Los Angeles’ highway authority will settle a two-year-long dispute with Omaha-based contractor Kiewit over the upgrading of a section of Interstate 405, which runs through the city.
Kiewit had sought $518m in extra charges in compensation for disruption to the scheme and breach of contract by the client. Among the problems Kiewit protested were repeated changes to the project’s design and incomplete information during the bidding process.
For example, it said it had not been warned of nine miles of underground utility lines and a drainage culvert that had to be protected during construction, reports the Los Angeles Times.
The firm said in court filings that the design changes made after work began created "staggering" expenses, and that a "bureaucratic quagmire" at the Los Angeles Metropolitan Transportation Authority (Metro) forced it to double to the number of employees on the project from 150 to 300.
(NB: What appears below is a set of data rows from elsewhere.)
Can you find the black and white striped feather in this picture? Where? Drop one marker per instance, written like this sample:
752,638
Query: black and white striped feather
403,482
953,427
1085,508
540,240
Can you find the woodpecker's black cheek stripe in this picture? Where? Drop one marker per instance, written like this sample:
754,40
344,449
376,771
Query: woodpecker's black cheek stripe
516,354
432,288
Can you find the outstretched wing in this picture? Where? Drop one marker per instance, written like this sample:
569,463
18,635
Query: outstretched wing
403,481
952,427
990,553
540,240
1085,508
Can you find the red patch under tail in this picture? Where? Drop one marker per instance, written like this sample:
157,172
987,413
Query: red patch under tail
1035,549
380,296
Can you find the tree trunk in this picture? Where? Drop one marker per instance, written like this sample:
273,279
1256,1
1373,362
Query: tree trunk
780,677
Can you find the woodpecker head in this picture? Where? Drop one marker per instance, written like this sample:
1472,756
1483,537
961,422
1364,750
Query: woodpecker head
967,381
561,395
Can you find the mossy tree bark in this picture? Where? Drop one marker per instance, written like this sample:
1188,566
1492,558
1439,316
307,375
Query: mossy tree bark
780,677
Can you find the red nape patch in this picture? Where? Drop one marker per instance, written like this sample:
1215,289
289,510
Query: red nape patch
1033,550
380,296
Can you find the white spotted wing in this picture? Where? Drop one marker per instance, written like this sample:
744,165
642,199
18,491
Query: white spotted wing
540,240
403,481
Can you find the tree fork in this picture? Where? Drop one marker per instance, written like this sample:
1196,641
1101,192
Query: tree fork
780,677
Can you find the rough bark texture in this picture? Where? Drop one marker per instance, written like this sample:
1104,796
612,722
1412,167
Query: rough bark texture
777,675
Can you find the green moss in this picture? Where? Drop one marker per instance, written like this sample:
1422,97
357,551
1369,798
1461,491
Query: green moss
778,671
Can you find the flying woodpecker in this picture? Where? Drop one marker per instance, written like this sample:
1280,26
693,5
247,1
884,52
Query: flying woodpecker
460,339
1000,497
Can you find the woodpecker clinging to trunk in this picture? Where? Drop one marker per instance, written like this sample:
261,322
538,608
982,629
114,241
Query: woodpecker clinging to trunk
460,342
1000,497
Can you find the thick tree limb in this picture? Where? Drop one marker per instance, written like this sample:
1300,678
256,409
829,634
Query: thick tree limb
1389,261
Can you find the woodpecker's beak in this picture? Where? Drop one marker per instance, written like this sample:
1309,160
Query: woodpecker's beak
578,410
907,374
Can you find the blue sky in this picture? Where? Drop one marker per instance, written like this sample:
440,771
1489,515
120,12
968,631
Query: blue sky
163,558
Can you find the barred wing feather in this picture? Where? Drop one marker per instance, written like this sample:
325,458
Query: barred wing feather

Metro and Kiewit submitted their dispute to nonbinding arbitration. Metro said the settlement agreed after the arbitration did not assign blame to it "so much as it is acknowledged the substantial scope changes that happened".
John Fasana, the chairman of Metro, told the Los Angeles Times: "Frankly, there were deficiencies. Metro could have continued to negotiate the settlement but we had some culpability, and it was time to move forward."
The total cost of the scheme will now be set at $1.6bn.